The modern battlefield upon which warriors engage in the deadly art of combat is an environment filled with increasingly sophisticated and complex weapon systems. Weapons, sensors, and transmitters utilizing new technologies and the entire electromagnetic spectrum have become commonplace and the knowledge required by warriors employing these systems has grown proportionally. Simulations of today's weapon systems and the battlefields in which they must operate have improved both in fidelity and richness, but their implementations have evolved in isolation from one another. Aircraft, ground vehicle, naval vessel, and dismounted infantry simulations have concentrated on the interactions between soldiers and their weapon subsystems, but this ownship-centric approach often results in battlefield abstractions, modeling only those subsets of the combat environment necessary to train specific tasks.
The current trend in manned simulation is to use vehicle mission computer programs, emitter and signature databases, and weapon systems intelligence in order to use the actual behaviors of the warrior's subsystems. This raises the bar of simulation fidelity and demands real-time data streams reflecting real world information. Simply put, current simulations of the modern battlefield are hard pressed to provide the fidelity required to drive today's manned simulators. Computer Generated Force (CGF) simulations, on the other hand, have focused on high-level battlefield abstractions, simply capturing the general essence of war and associated weapon systems. This approach may employ Monte Carlo methods, ignoring the detailed interactions between multiple weapon subsystems within a natural environment. Typically, CGF simulations have been and continue to be developed independent of manned simulator requirements.
Manned simulators and CGFs are now being asked to interoperate and accurately simulate complex interactions between intelligent subsystems, including sophisticated electronic combat. The limited bandwidth of affordable wide-area network technologies is a major roadblock to meeting this new challenge.
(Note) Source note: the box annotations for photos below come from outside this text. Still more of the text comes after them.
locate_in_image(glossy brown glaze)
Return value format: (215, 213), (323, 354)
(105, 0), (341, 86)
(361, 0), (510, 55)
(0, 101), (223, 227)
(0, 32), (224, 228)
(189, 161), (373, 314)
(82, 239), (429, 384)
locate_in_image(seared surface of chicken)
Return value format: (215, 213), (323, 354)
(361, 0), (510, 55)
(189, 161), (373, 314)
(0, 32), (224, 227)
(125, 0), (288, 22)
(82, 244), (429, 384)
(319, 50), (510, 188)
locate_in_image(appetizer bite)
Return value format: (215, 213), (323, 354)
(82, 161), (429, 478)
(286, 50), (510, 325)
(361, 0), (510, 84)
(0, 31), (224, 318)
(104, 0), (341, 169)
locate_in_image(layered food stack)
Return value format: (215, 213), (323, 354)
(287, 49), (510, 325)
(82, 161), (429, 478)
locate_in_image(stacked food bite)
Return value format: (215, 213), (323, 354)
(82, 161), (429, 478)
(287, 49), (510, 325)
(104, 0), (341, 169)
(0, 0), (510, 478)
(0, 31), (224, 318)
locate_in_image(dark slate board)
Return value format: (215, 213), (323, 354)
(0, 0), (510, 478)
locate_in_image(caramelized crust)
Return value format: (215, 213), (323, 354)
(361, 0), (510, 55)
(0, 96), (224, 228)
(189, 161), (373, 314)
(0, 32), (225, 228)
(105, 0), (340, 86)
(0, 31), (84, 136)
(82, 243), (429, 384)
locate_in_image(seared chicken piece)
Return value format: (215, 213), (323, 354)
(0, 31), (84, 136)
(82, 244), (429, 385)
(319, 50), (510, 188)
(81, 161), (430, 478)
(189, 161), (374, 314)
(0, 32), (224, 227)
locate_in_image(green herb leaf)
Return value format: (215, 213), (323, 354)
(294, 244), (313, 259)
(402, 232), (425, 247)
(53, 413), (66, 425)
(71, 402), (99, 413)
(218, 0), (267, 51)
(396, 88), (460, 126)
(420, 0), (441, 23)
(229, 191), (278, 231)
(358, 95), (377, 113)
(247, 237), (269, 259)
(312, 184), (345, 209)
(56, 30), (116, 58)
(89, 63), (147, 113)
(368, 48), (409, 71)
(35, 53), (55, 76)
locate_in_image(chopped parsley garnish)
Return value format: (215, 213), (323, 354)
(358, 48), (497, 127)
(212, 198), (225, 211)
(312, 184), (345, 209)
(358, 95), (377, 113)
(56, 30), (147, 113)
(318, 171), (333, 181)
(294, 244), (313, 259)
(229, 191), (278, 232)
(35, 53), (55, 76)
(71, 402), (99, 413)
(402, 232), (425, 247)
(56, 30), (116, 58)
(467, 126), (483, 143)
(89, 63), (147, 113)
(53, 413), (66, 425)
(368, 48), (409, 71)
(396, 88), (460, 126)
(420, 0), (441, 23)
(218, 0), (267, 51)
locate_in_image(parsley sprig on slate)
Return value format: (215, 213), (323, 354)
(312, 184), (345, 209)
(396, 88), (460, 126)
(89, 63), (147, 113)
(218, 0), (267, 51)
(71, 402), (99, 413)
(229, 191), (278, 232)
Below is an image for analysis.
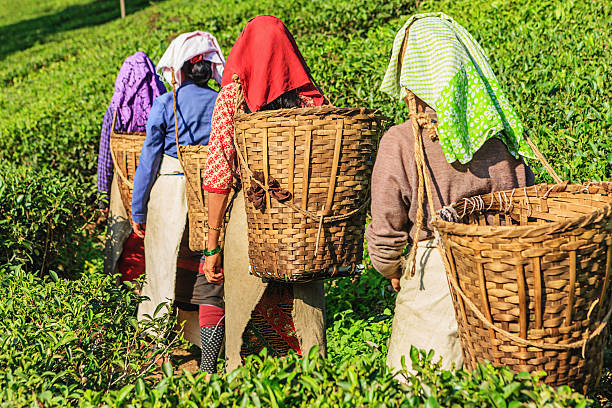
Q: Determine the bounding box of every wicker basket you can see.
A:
[234,107,383,281]
[406,83,612,392]
[434,183,612,392]
[110,112,146,220]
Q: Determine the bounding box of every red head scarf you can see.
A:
[221,16,325,112]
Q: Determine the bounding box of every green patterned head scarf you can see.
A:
[380,13,531,164]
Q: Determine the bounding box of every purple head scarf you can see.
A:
[98,51,166,196]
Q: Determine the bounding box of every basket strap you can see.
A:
[233,74,370,225]
[110,137,134,188]
[110,109,134,188]
[111,109,117,134]
[171,68,204,207]
[447,274,612,350]
[405,90,435,277]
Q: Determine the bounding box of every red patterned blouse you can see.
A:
[202,82,314,194]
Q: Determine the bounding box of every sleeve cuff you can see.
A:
[202,186,232,194]
[132,214,147,224]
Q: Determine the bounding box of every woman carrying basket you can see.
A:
[98,51,166,281]
[203,16,325,370]
[132,31,225,373]
[366,13,534,370]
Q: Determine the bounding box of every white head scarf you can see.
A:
[157,31,225,85]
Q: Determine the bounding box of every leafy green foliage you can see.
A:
[0,261,175,406]
[0,0,612,408]
[0,164,86,271]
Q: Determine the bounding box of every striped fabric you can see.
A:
[380,13,531,163]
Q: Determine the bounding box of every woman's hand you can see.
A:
[132,221,147,238]
[391,278,402,292]
[204,253,223,285]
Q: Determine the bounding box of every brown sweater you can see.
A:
[366,115,534,277]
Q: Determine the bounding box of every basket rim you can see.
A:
[432,183,612,238]
[235,105,390,120]
[110,130,147,139]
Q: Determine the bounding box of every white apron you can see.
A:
[104,177,132,275]
[387,241,463,379]
[223,192,326,372]
[138,155,200,346]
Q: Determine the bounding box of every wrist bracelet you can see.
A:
[204,220,223,231]
[204,245,221,256]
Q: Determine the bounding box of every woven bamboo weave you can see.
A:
[110,115,146,219]
[234,107,382,281]
[434,183,612,392]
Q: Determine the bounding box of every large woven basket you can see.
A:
[234,107,382,281]
[434,183,612,392]
[406,86,612,392]
[110,113,146,219]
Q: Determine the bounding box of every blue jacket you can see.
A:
[132,81,217,223]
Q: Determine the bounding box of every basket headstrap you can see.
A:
[170,68,204,207]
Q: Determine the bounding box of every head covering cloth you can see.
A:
[98,51,166,196]
[380,13,532,164]
[157,31,225,86]
[103,51,166,131]
[221,16,325,112]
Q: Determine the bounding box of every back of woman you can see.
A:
[98,51,166,281]
[132,31,225,373]
[366,13,534,371]
[203,16,325,370]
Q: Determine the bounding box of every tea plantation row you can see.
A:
[0,0,612,407]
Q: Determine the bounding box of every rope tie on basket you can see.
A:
[232,74,370,223]
[405,90,436,278]
[523,187,531,217]
[447,274,612,350]
[110,109,134,188]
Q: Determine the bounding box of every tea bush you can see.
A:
[0,163,90,271]
[0,0,612,407]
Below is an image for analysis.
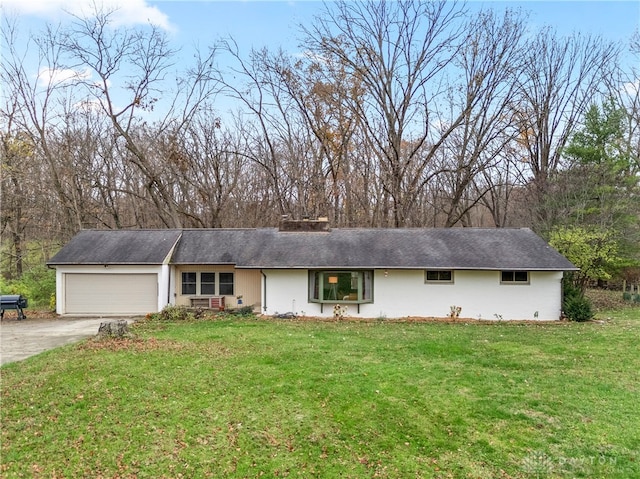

Often, compromises are employed to integrate inconsistent data, algorithms, and differing levels of fidelity, making each implementation a customized solution despite DIS and HLA standards. Fair-fight, correlation, and consistency issues are commonplace due to isolated developments of manned simulators and CGFs without a common battlespace framework to work within.
This paper explores the increasing complexity of the modern battlefield and the resultant demands on manned simulators, CGFs, and their synthetic environment as the industry progresses into the realm of distributed simulation. This paper also discusses the limitations of current modeling approaches and proposes a distributed interoperable architecture designed to provide a consistent, correlated, expandable synthetic battlespace across distributed simulations.